Forget radial brakes (although they are of course excellent). Forget dual compound tyres. Forget even the matter of screwing something like 200bhp out of a road-going litre-capacity motor. No, the leading technological advancement of this new century is electronic.

OBD development has been led by the ever-tightening emission regulations. And while those regs continue to cause problems for manufacturers - we're talking ugly matters like shitty jerky throttle response, eg, Yamaha FZ1, BMW K1200S - there has also been a fair gain in other dynamic performance areas. So we can be greener motorcyclists but also more controlled and faster motorcyclists.

Go back 30-odd years and the matter of fuel and spark was quite straightforward and almost entirely mechanical.

Fuel was fed via a carburettor or multiple carburettors. Spark came via a magneto-generator and contact breaker points.

In the 70s bikes almost entirely converted to electronic ignition. The Japs had it, then even the old Brit bikes were converted thanks to the like of Lucas 'Rita' and Boyer 'Bransden' aftermarket ignitions, which offered electronic control of advance and retard of the timing.

Fuel injection arrived at or around 1980 with bikes like Kawasaki's Z1000, but universal adoption would not arrive for at least two decades. Part of the slowness in adoption was the limited processing power
of early Electronic Control Units (ECU) that accompanied the fuel injection. Carburettors could then still give comparable, if not superior, performance and tune-ability.

Today's fuel injection is far more advanced. To comply with Euro 3, most today are of a closed-loop
variety (see right), which essentially is fuel injection controlled using data collected both upstream and downstream of the catalytic converter, so as to ensure emissions are the cleanest they can be at all times. The fuel mixture is monitored for richness or leanness, the emissions checked post cat and adjustments are made to achieve the optimal mixture (typically one part fuel to 14.7 parts air, known as the stoichiometric point). But the ECU will also be considering engine speed, gear ratio and, soon, with BMW, even rear wheel traction too.

Traction control is nothing new to the car industry, who'll often refer to it as 'torque based strategies', which rely on a break between the throttle wire you operate and that by which the computer then operates the throttle valves themselves to effect all manner of modifications to ensure wheels stay straight and true. Sounds like Yamaha's fly-by-wire Y-CCT doesn't it? That's unlikely to be a coincidence and so it's likely this kind of traction control being used in MotoGP, probably finely metered so the riders can spin the rear wheel just enough to aid steering, but not so much as to bring on a high-side.

Probably. And so it's quite likely after Y-CCT, like BMW, Yamaha road bikes will soon have traction control linked to their existing engine management systems.

The catalytic converter:

What does it do?
It converts harmful waste - gasses carbon monoxide (CO), nitrogen oxides (NOx) and hydrocarbons (HC) - into less harmful nitrogen, oxygen, carbon dioxide and water. It does this by passing the gasses through a ceramic and stainless steel honeycomb coated with aluminium, silicon and precious metals such as platinum, palladium and rhodium.

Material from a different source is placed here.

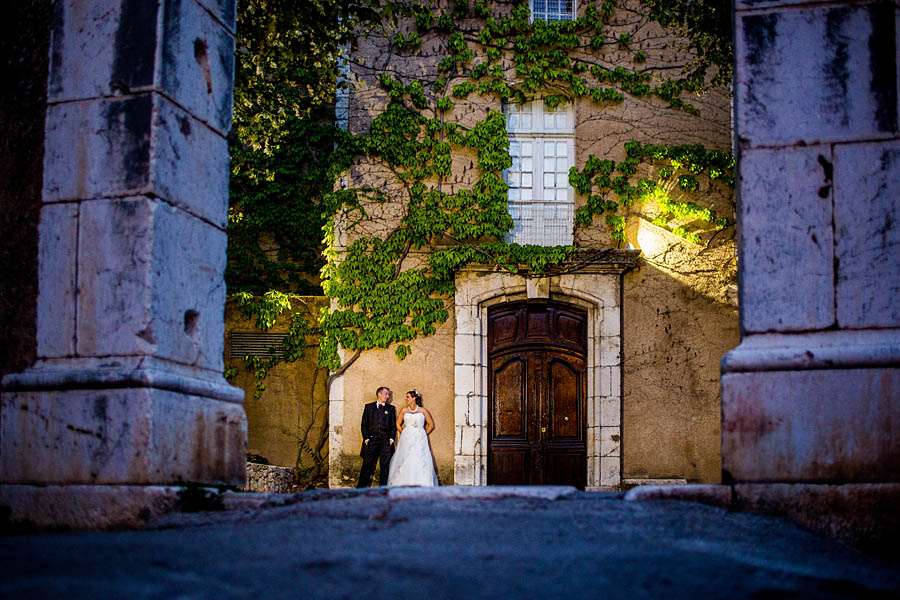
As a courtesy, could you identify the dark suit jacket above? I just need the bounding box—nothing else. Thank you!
[359,402,397,455]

They are very effective. They have brought about a 94% reduction in CO and HC emitted by bikes between 1999 and 2006 and a 50% reduction in NOx (source: ACEM).

Unfortunately it can't help with carbon dioxide (which cats actually produce more of). The only way to reduce that is by improving fuel consumption - the less fuel burned, the less CO2s emitted.

What's closed-loop?

Closed loop refers to a fueling map that not only monitors what's going into the engine but what's coming out. Earlier fuel injection systems would be called open loop (curiously, is there such a thing?) because downstream of the exhaust valve there was no monitoring.

Closed loop systems typically work off oxygen sensors after the exhaust valve but before the cat,
and another monitors gasses after the cat. Dependant on the oxygen measured in the exhaust gasses
the ECU will either richen or weaken the fuel mixture.